Orlando Figes, A People's Tragedy: The Russian Revolution, 1891–1924 (London: Jonathan Cape, 1996 (reviewed in Pimlico edition, 1997), 923 pp., ISBN 0–150–24364–X.
Vladimir N. Brovkin, Behind the Front Lines of the Russian Civil War: Political Parties and Social Movements in Russia, 1918–1922 (Princeton, NJ: Princeton University Press, 1994), 455 pp., ISBN 0–691–03278–5.
Edward Acton, William G. Rosenberg and Vladimir Iu. Cherniaev, eds., Critical Companion to the Russian Revolution 1914–1921 (Bloomington and Indianapolis: Indiana University Press, 1997), 782 pp., ISBN 0–340–61454–4.
Ronald Kowalski, The Russian Revolution, 1917–1921 (London and New York: Routledge, 1997), 269 pp., ISBN 0–415–12437–9.
André Liebich. From the Other Shore: Russian Social Democracy after 1921 (Cambridge, MA, and London: Harvard University Press, 1997), 476 pp., ISBN 0–674–32517–6.

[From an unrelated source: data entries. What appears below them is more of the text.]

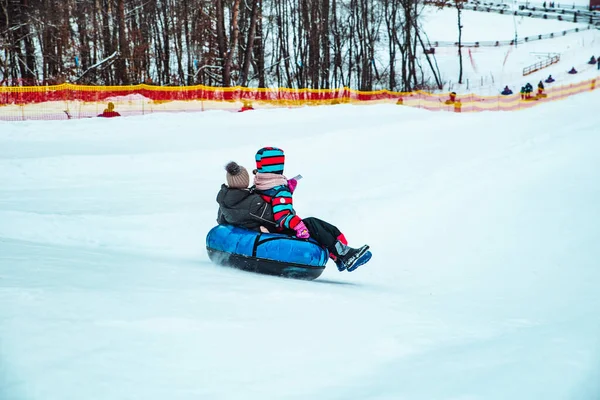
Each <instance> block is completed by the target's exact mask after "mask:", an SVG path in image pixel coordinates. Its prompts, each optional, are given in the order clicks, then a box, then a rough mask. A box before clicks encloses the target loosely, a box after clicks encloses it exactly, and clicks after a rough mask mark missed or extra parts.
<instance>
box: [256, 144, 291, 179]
mask: <svg viewBox="0 0 600 400" xmlns="http://www.w3.org/2000/svg"><path fill="white" fill-rule="evenodd" d="M255 158H256V172H258V173H259V174H261V173H266V172H269V173H272V174H283V164H284V163H285V155H284V154H283V150H281V149H278V148H277V147H263V148H262V149H260V150H259V151H257V152H256V157H255Z"/></svg>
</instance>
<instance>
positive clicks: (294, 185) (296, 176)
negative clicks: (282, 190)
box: [288, 175, 302, 193]
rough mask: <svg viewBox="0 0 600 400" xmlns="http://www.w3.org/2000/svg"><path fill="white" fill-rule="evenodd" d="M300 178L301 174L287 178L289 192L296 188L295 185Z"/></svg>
mask: <svg viewBox="0 0 600 400" xmlns="http://www.w3.org/2000/svg"><path fill="white" fill-rule="evenodd" d="M300 179H302V175H296V176H295V177H293V178H292V179H288V187H289V188H290V192H291V193H294V191H295V190H296V186H297V185H298V181H299V180H300Z"/></svg>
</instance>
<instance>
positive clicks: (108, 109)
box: [98, 102, 121, 118]
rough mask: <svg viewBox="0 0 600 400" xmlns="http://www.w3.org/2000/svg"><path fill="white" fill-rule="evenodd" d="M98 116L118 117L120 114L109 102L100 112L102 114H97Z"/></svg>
mask: <svg viewBox="0 0 600 400" xmlns="http://www.w3.org/2000/svg"><path fill="white" fill-rule="evenodd" d="M98 116H99V117H103V118H113V117H120V116H121V114H119V113H118V112H116V111H115V105H114V104H113V103H112V102H110V103H108V106H107V108H105V109H104V112H102V114H100V115H98Z"/></svg>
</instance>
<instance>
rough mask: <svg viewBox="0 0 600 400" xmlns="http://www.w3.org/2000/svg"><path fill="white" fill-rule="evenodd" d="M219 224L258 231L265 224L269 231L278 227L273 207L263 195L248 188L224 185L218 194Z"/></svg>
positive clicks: (222, 186)
mask: <svg viewBox="0 0 600 400" xmlns="http://www.w3.org/2000/svg"><path fill="white" fill-rule="evenodd" d="M217 203H219V212H218V213H217V222H218V223H219V225H224V224H229V225H236V226H240V227H242V228H246V229H251V230H255V231H258V230H260V226H261V225H262V226H264V227H265V228H267V229H268V230H269V231H272V230H274V229H275V228H276V226H277V225H276V224H275V220H274V219H273V209H272V208H271V205H270V204H269V203H267V202H265V201H264V200H263V199H262V197H260V196H259V195H258V194H256V193H254V192H253V191H251V190H247V189H231V188H229V187H227V185H222V186H221V190H220V191H219V194H218V195H217Z"/></svg>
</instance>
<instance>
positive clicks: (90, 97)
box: [0, 76, 600, 121]
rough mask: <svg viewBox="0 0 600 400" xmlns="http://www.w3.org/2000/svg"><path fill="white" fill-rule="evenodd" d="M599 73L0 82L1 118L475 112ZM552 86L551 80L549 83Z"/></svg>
mask: <svg viewBox="0 0 600 400" xmlns="http://www.w3.org/2000/svg"><path fill="white" fill-rule="evenodd" d="M597 80H598V84H600V76H599V77H597V78H594V79H589V80H586V81H583V82H579V83H574V84H568V85H561V86H553V85H552V86H551V87H549V88H546V90H544V92H543V94H541V95H536V94H535V93H533V94H532V96H531V97H530V98H527V99H522V98H521V95H520V94H519V93H516V94H513V95H509V96H502V95H497V96H482V95H478V94H464V95H460V94H458V95H456V97H455V98H454V99H451V98H450V95H449V94H448V93H428V92H422V91H416V92H410V93H402V92H392V91H388V90H378V91H371V92H364V91H358V90H352V89H349V88H345V87H344V88H339V89H286V88H277V89H256V88H245V87H228V88H222V87H209V86H182V87H164V86H162V87H161V86H150V85H145V84H142V85H135V86H81V85H73V84H68V83H66V84H62V85H56V86H29V87H21V86H19V87H0V120H4V121H17V120H34V119H38V120H39V119H42V120H44V119H71V118H74V119H77V118H90V117H95V116H97V115H99V114H101V113H102V112H103V110H104V109H105V108H106V106H107V103H108V102H112V103H113V104H114V106H115V107H114V111H116V112H118V113H119V114H120V115H123V116H129V115H143V114H149V113H156V112H195V111H205V110H230V111H239V110H240V109H241V108H242V106H244V105H249V104H251V105H252V107H253V108H255V109H257V108H273V107H299V106H307V105H331V104H342V103H345V104H348V103H349V104H377V103H388V104H390V103H391V104H399V105H404V106H409V107H416V108H423V109H426V110H431V111H453V112H476V111H513V110H520V109H525V108H529V107H532V106H534V105H537V104H540V103H544V102H548V101H554V100H561V99H564V98H566V97H569V96H572V95H575V94H578V93H582V92H587V91H591V90H595V89H597V88H598V85H597V84H596V83H597V82H596V81H597ZM549 86H550V85H549Z"/></svg>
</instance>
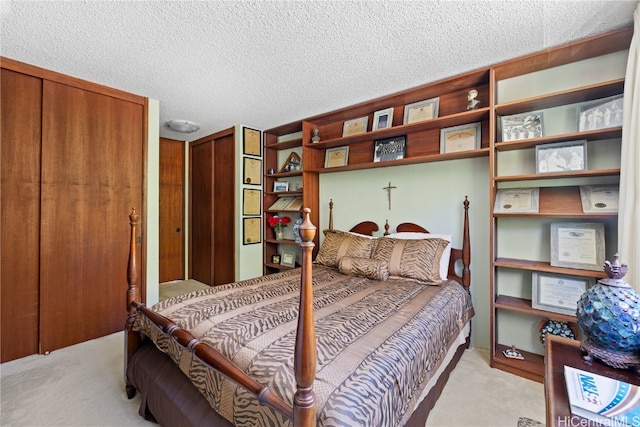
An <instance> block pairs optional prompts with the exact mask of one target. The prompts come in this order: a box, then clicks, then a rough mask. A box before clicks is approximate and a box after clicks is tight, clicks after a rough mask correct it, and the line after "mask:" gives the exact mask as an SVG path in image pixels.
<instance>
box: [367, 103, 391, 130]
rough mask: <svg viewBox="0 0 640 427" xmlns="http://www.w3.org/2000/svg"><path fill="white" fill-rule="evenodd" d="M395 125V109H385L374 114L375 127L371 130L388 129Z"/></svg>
mask: <svg viewBox="0 0 640 427" xmlns="http://www.w3.org/2000/svg"><path fill="white" fill-rule="evenodd" d="M392 125H393V107H391V108H385V109H384V110H379V111H376V112H375V113H373V127H372V128H371V130H378V129H386V128H390V127H391V126H392Z"/></svg>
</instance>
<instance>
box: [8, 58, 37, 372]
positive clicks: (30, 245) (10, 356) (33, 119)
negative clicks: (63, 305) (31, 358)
mask: <svg viewBox="0 0 640 427" xmlns="http://www.w3.org/2000/svg"><path fill="white" fill-rule="evenodd" d="M1 79H2V97H1V98H0V99H1V108H2V154H1V160H2V185H1V188H0V193H1V194H2V204H1V205H2V207H1V210H2V214H1V218H2V219H1V224H0V235H1V240H2V245H1V254H2V255H1V267H0V283H1V284H0V289H1V304H2V305H1V311H2V312H1V316H2V317H1V322H0V323H1V334H2V355H1V357H0V359H1V362H6V361H9V360H13V359H17V358H20V357H24V356H28V355H30V354H34V353H37V352H38V304H39V283H40V278H39V270H40V268H39V262H40V261H39V253H40V249H39V248H40V228H39V226H38V224H39V223H40V142H41V133H40V129H41V126H40V121H41V115H42V102H41V99H42V80H41V79H39V78H36V77H31V76H27V75H25V74H21V73H17V72H13V71H9V70H6V69H2V76H1Z"/></svg>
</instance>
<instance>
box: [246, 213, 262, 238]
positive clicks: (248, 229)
mask: <svg viewBox="0 0 640 427" xmlns="http://www.w3.org/2000/svg"><path fill="white" fill-rule="evenodd" d="M242 231H243V235H242V244H243V245H254V244H256V243H260V242H261V241H262V239H261V238H260V236H261V235H262V234H261V232H262V227H261V226H260V217H255V218H243V219H242Z"/></svg>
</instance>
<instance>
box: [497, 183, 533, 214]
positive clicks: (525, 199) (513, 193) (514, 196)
mask: <svg viewBox="0 0 640 427" xmlns="http://www.w3.org/2000/svg"><path fill="white" fill-rule="evenodd" d="M539 200H540V188H538V187H534V188H505V189H501V190H498V191H496V199H495V201H494V204H493V213H504V214H511V213H538V210H539Z"/></svg>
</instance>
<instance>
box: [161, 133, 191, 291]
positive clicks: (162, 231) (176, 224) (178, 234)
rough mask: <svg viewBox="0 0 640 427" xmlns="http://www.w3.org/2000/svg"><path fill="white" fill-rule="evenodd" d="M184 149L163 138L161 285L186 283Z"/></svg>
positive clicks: (171, 141) (161, 167)
mask: <svg viewBox="0 0 640 427" xmlns="http://www.w3.org/2000/svg"><path fill="white" fill-rule="evenodd" d="M184 148H185V143H184V141H176V140H173V139H166V138H160V230H159V231H160V236H159V241H160V283H164V282H169V281H172V280H180V279H184V167H185V165H184V160H185V159H184Z"/></svg>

Over eighty years after it occurred, the Russian Revolution continues to engender debate among professional historians as well as the interested public. If the French Revolution is any guide, this interest is very likely to continue indefinitely. Causes and consequences, the meaning and significance of individual component events, the interplay of social forces, and cultural, political, intellectual, economic and a myriad of other aspects have and will continue to be examined and sifted through. Last year – the eightieth anniversary – produced a number of important works on the revolution and its consequences. Those under review here, including an older one from 1994, represent a range of approaches, from introductory accounts for the general reader to summations of the state of knowledge to histories of the revolution's ‘losers’.